Frustrated traders and offbeat activists have complained for years in whispers and in online screeds that the price of gold has been subject to collusion. On Monday, these accusations of manipulation found a more august arena for expression: the federal courts.

At a 40-minute hearing, lawyers for more than 20 plaintiffs gathered in Federal District Court in Manhattan to coordinate their linked lawsuits against the five banks that make up what is known as the London gold fix. The suits, filed by hedge funds, private citizens and public investors like the Alaska Electrical Pension Fund, contend that the banks have used their privileged positions as market makers to rig the price of gold to their benefit.

The lawsuits — the first of which was filed in March — question the integrity of the gold fix, which dates to 1919, when a handful of bankers began to meet in the wood-paneled offices of N. M. Rothschild & Sons in London. The purpose of the fix is to set a benchmark price for gold, which is subsequently used by dealers, central banks and mining firms to buy and sell the precious metal and its various derivatives.

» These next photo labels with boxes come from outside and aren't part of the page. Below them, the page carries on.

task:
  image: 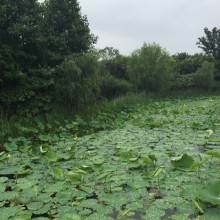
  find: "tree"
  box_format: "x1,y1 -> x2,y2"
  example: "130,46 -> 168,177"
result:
43,0 -> 96,66
197,27 -> 220,59
98,47 -> 119,61
128,43 -> 172,91
197,27 -> 220,80
173,53 -> 213,75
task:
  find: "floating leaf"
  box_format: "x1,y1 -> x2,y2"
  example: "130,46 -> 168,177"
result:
171,154 -> 194,168
0,151 -> 11,161
196,181 -> 220,205
67,171 -> 83,182
205,150 -> 220,158
45,148 -> 57,162
52,167 -> 63,178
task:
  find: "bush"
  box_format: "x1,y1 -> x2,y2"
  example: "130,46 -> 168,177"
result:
194,62 -> 215,89
170,74 -> 194,90
100,72 -> 134,99
128,43 -> 172,91
55,54 -> 98,110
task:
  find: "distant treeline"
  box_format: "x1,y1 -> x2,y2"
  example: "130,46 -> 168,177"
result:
0,0 -> 220,114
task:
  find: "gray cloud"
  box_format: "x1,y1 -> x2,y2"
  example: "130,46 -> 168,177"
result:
79,0 -> 220,54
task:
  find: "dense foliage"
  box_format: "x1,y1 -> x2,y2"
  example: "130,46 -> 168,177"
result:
0,0 -> 220,220
0,0 -> 96,113
128,43 -> 172,91
197,27 -> 220,80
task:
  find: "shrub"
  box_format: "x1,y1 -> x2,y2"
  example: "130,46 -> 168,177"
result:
128,43 -> 172,91
194,62 -> 215,89
55,54 -> 98,110
100,72 -> 134,99
170,74 -> 194,90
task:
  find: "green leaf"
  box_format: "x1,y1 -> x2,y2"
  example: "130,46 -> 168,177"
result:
52,167 -> 63,178
196,181 -> 220,205
67,171 -> 83,182
45,148 -> 58,162
205,150 -> 220,158
171,154 -> 194,168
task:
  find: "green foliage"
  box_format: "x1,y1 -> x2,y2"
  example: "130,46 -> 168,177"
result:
128,43 -> 172,91
100,72 -> 134,99
173,53 -> 213,75
193,62 -> 215,89
43,0 -> 96,66
0,93 -> 220,220
0,0 -> 96,115
197,27 -> 220,80
170,74 -> 195,90
55,53 -> 99,110
98,47 -> 129,80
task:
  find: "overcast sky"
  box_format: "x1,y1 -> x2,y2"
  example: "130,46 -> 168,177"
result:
78,0 -> 220,55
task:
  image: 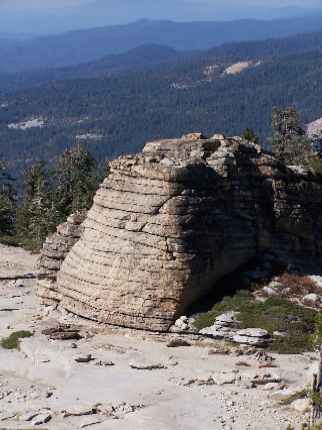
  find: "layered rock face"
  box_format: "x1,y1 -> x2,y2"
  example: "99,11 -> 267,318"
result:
55,134 -> 322,331
37,212 -> 86,305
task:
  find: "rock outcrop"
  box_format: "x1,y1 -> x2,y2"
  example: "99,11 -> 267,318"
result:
37,211 -> 86,305
44,133 -> 322,331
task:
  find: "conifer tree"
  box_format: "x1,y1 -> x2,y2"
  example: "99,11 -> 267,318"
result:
0,160 -> 16,236
272,107 -> 322,175
17,162 -> 54,249
242,128 -> 259,144
54,145 -> 100,223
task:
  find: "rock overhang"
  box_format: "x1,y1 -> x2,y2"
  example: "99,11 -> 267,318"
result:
37,133 -> 322,331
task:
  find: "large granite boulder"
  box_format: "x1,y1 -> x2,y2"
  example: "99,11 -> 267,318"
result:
37,211 -> 86,305
48,133 -> 322,331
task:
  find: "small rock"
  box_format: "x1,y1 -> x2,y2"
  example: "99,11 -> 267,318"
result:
129,363 -> 167,370
262,382 -> 280,391
95,360 -> 115,367
19,412 -> 39,421
303,293 -> 321,305
32,412 -> 51,426
268,281 -> 284,289
262,287 -> 278,297
14,280 -> 25,288
291,399 -> 311,414
74,354 -> 94,363
62,405 -> 97,418
213,373 -> 237,385
167,338 -> 191,348
273,331 -> 288,337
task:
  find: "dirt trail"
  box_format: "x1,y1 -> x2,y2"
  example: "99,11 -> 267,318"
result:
0,247 -> 316,430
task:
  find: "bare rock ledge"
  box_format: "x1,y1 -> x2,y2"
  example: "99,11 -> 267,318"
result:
41,133 -> 322,331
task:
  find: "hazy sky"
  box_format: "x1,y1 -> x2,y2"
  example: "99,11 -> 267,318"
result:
0,0 -> 322,9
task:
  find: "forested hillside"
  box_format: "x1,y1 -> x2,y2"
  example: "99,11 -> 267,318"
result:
0,13 -> 322,73
0,45 -> 181,94
0,33 -> 322,181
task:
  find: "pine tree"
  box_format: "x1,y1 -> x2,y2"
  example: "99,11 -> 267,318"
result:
17,162 -> 54,250
242,128 -> 259,144
272,107 -> 313,166
54,145 -> 100,223
0,160 -> 16,236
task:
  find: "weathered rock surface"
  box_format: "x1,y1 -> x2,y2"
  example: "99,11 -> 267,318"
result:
49,134 -> 322,331
38,212 -> 86,305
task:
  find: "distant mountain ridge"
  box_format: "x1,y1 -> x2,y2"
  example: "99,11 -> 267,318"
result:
0,45 -> 181,94
0,32 -> 322,95
0,13 -> 322,73
0,32 -> 322,182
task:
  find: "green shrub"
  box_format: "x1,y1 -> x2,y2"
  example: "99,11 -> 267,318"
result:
195,291 -> 317,354
1,330 -> 33,349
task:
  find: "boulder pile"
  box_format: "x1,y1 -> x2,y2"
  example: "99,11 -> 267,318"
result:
41,133 -> 322,332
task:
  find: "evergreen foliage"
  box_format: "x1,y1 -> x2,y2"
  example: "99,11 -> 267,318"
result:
54,145 -> 99,224
0,160 -> 16,236
272,107 -> 322,175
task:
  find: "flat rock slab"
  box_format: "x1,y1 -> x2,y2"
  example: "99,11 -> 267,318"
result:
129,362 -> 167,370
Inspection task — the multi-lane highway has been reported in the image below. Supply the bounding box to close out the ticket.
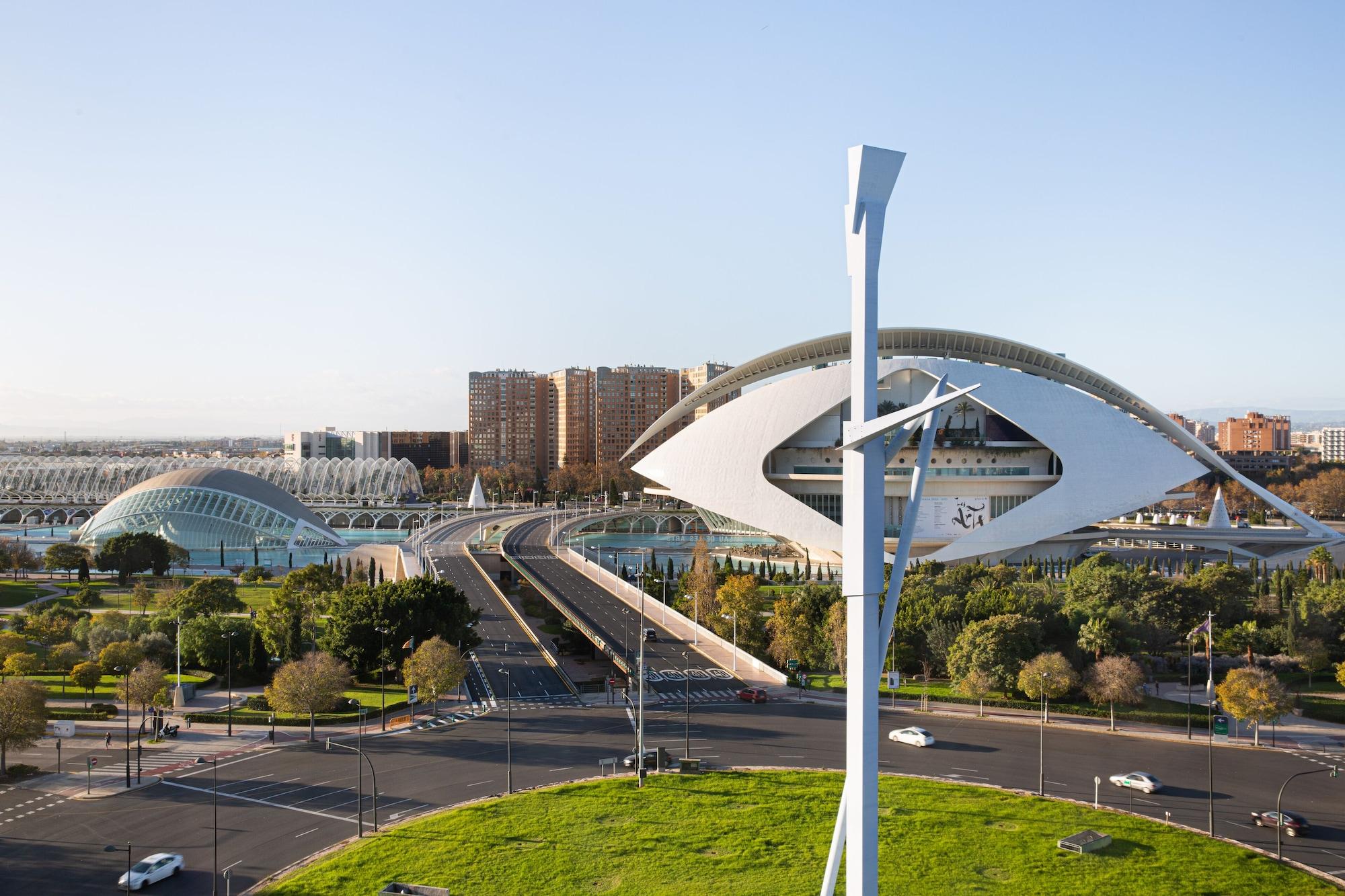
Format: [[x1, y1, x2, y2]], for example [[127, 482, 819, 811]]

These days, the fix takes place by phone twice a day — at 10:30 a.m. London time and again at 3 p.m. — and generally lasts 10 minutes to an hour. According to one of the suits, “The ‘great flaw’ of the gold fixing process is that the member banks trade on the information exchanged during the call to manipulate the price of gold and gold derivatives before publication of the gold fix to the wider market.”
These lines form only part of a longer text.